A crash course on Apache Airflow Concepts

Devashish Patil
CodeByte
Published in
5 min readMar 5, 2022
Photo by Fotis Fotopoulos on Unsplash

Apache Airflow is an open-source workflow orchestration and scheduling platform. Airflow is extensible, pluggable and highly scalable. It is developed purely on python and therefore can be as versatile as the language itself.

Bear in mind though, it is not designed to run any kind of compute-heavy workload, rather it’s meant for running lightweight tasks on a schedule while the actual processing happens in external systems.

Let’s dive into the concepts and components that you need to understand if you wish to use Airflow in your projects.

DAG

In Airflow, workflows are defined as DAGs(Directed Acyclic Graphs). DAGs create a logical relationship among the group of tasks that a DAG is made up of.

Tasks

A task is the smallest unit of Airflow which signifies an action. Tasks are defined at a DAG level.

Operators

Operators are common Airflow utilities that are used to do some action. Tasks are defined in the form of an operator. For instance, task_1 might be using a PythonOperator which in turn will execute a python function and task_2 can be a BashOperator which is used to run a bash command directly from Airflow.

Airflow has a wide variety of existing provider packages which consists of operators from major cloud providers and technologies which airflow can leverage in its workflows.

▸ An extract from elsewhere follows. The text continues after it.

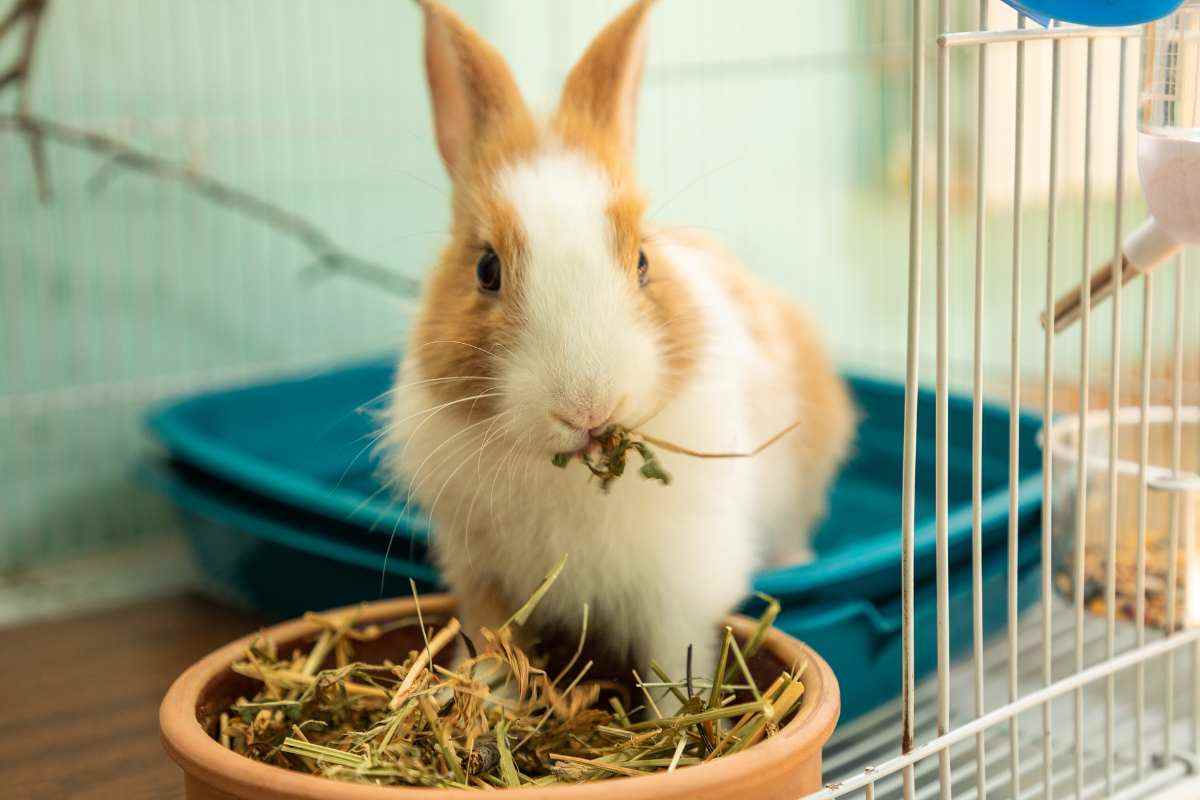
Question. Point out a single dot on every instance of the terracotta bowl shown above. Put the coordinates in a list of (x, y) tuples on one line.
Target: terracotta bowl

You can even define a custom operator yourself for your specific use case and utilise that in your tasks.

Sensors

Sensors are just like Operators except they are waiting for some action to happen, either external or internal. For example, waiting for a row to be created in a database.

They run in 2 modes: poke and reschedule.

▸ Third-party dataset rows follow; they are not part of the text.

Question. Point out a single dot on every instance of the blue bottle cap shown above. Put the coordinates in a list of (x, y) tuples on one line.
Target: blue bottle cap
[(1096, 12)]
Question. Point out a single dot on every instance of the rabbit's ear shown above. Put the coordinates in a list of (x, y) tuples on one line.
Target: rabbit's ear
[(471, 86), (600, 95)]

In poke mode, the sensor will run for some time to check for the target event to happen and will sleep for a predefined time called poke_interval.

Although, in the above mode the sensor is sleeping it’s still occupying some compute resources in the worker node. This is where reschedule mode comes into the picture, the task will check for the target event to happen, then it’ll stop running and reschedule itself after some time to check again, freeing up the resources between the two consecutive runs.

Schedule

The schedule is basically a CRON expression that defines how often your DAGs will run. This is defined for each DAG.

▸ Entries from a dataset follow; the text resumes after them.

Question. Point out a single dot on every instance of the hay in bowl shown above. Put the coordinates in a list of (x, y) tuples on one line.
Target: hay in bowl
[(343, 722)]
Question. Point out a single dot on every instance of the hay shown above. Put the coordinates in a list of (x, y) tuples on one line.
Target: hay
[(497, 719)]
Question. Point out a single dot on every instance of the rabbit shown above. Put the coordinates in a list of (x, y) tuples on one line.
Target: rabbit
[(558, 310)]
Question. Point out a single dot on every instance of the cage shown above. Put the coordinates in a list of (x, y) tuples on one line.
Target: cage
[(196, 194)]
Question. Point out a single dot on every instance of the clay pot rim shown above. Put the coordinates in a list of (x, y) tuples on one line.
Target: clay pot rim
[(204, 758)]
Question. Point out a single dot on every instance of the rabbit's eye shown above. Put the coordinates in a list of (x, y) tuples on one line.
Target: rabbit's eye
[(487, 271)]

This is helpful if you have jobs that need to run regularly, for example, daily, weekly etc. You can set this to None if you wish to only run the dag manually.

Views

The Airflow user interface provides multiple ways for you to visualise your workflows/DAGs.

  • Tree view: In the tree view, you can visualise the historical runs of your DAGs as well as their status.
  • Graph view, which I personally like the most, gives you a nice representation of your tasks and their relationship. This also provides good insights into the live status of the DAG.
  • Calendar View: The calendar view gives information on the daily status of the DAG on a nice calendar, just like you can see your commits on GitHub. This will easily help you visualize your dags for the whole year.
  • Gantt View: This view allows you to see how many tasks are running at a single point in time. This can help you tweak the concurrency of your DAGs.

In Tree, Graph and Gantt views, you can click on any task to perform multiple actions or see the logs.

Connection

Connections are defined for Airflow to authenticate to external systems and APIs. These connections are in turn used by your tasks to perform actions on the external systems.

For example, You have a task that is extracting some data from a database. To perform this action, you’d need to connect to the database, which will require information like database endpoint, username and password. These are sensitive information and can be stored securely in the form of Airflow connections.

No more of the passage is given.